Malgré cet état de fait, Michel reste optimiste quant à l’avenir de l’IA, soulignant que les investissements dans les applications finiront par rattraper leur retard, ouvrant la voie à des usages révolutionnaires pour les entreprises et les consommateurs.
Une situation comparable à l’ère du développement d’Internet, où les premiers bénéficiaires furent les opérateurs de télécoms, et in fine, les acteurs de l’écosystème.
Cependant, il met en garde contre les risques pour l’Europe, où les talents ne manquent pas, mais où les capacités d’investissement sont encore limitées par rapport aux États-Unis et à certains pays asiatiques.
… qui pose certains défis pour l’Europe
Alors que l’IA devient un enjeu clé, les grands hyperscalers, tels que Google, jouent un rôle déterminant en investissant massivement dans les startups du secteur. En échange de leur précieuse capacité de calcul, ces géants obtiennent des parts dans ces entreprises, ce qui soulève la question de l’indépendance européenne face à cette nouvelle dynamique de pouvoir technologique.
Un déjà-vu quand on se rappelle l’époque où les grands groupes de médias et de télécommunications utilisaient leur puissance pour soutenir certaines startups, leur offrant une visibilité médiatique en échange de participations au capital.

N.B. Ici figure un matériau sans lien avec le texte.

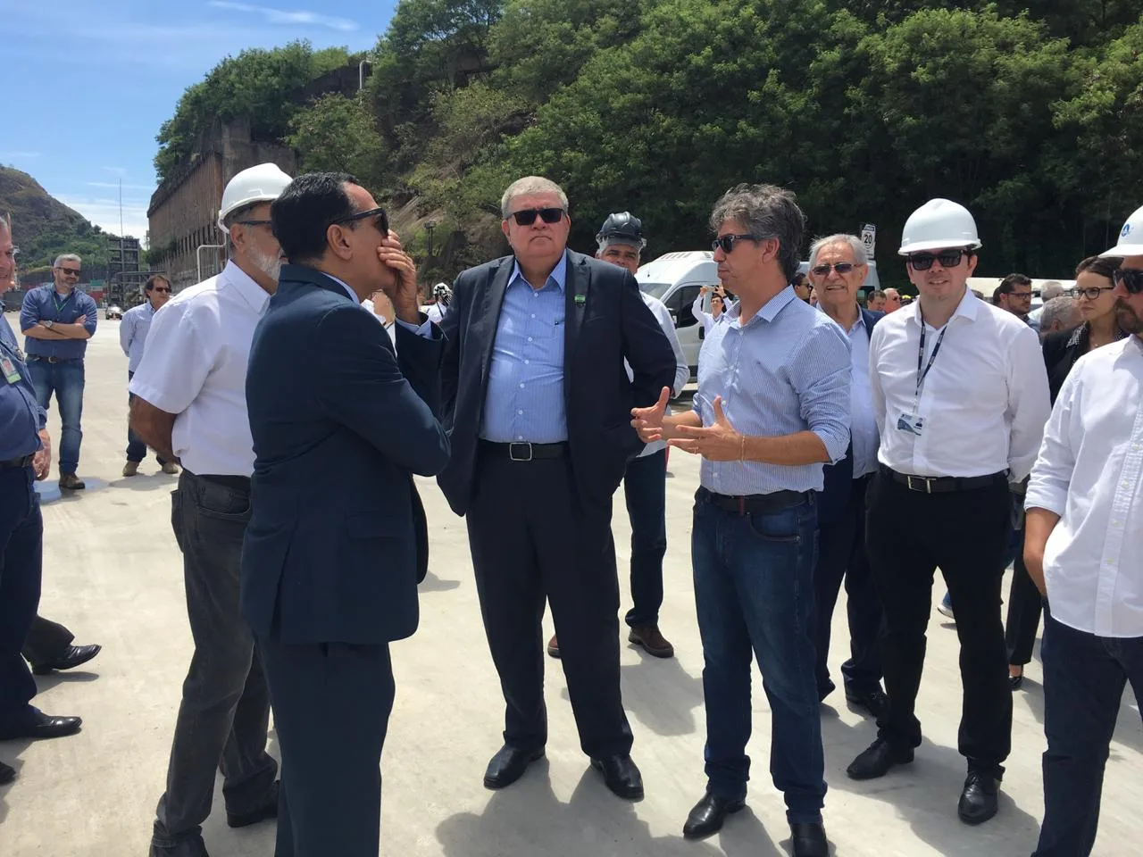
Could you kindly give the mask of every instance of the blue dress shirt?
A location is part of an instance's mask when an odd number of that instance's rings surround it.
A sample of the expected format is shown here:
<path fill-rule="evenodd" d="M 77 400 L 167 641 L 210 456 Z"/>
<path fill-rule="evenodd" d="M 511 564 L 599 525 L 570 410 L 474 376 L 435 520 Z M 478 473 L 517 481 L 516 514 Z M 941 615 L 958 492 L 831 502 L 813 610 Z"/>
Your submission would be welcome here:
<path fill-rule="evenodd" d="M 504 291 L 480 436 L 496 443 L 557 443 L 568 439 L 563 402 L 563 315 L 567 254 L 542 289 L 520 264 Z"/>
<path fill-rule="evenodd" d="M 86 291 L 72 289 L 66 298 L 61 299 L 56 287 L 49 282 L 24 295 L 24 304 L 19 310 L 19 329 L 27 330 L 41 321 L 73 325 L 82 319 L 83 329 L 89 336 L 94 336 L 98 314 L 95 301 Z M 87 353 L 87 339 L 37 339 L 27 336 L 24 338 L 24 350 L 29 357 L 82 360 Z"/>
<path fill-rule="evenodd" d="M 743 326 L 742 306 L 711 326 L 698 354 L 694 408 L 703 425 L 714 423 L 714 399 L 736 431 L 776 438 L 812 431 L 830 462 L 849 447 L 849 339 L 829 315 L 798 299 L 788 286 Z M 742 496 L 822 490 L 822 465 L 709 462 L 702 486 Z"/>
<path fill-rule="evenodd" d="M 19 458 L 40 449 L 37 434 L 48 424 L 48 416 L 35 403 L 35 389 L 27 374 L 16 335 L 0 313 L 0 357 L 10 361 L 19 379 L 9 382 L 0 371 L 0 460 Z"/>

Aujourd’hui, ce pouvoir appartient aux hyperscalers, capables de décider quelles entreprises technologiques prospéreront.
Un optimisme prudent pour l’avenir
Alors, verdict ?
L’année 2024 sera déterminante pour savoir si l’Europe parviendra à rattraper son retard dans la course à l’innovation technologique, ou si elle continuera de s’enliser dans une dynamique de déclin relatif face aux États-Unis et à l’Asie. Les entrepreneurs, les investisseurs, et les gouvernements devront redoubler d’efforts pour transformer les atouts européens en succès tangibles, et ainsi, renouer avec une croissance soutenue dans les années à venir.
Michel conclut sur une note d’optimisme mesuré, en soulignant l’importance des investissements dans des technologies de pointe comme le calcul quantique, où l’Europe, et plus particulièrement la France, dispose d’atouts non négligeables.
Des entreprises comme Pasqal, pionnière dans le domaine du calcul quantique, pourraient jouer un rôle crucial dans l’avenir de l’IA, en offrant des solutions plus efficaces et économes en énergie.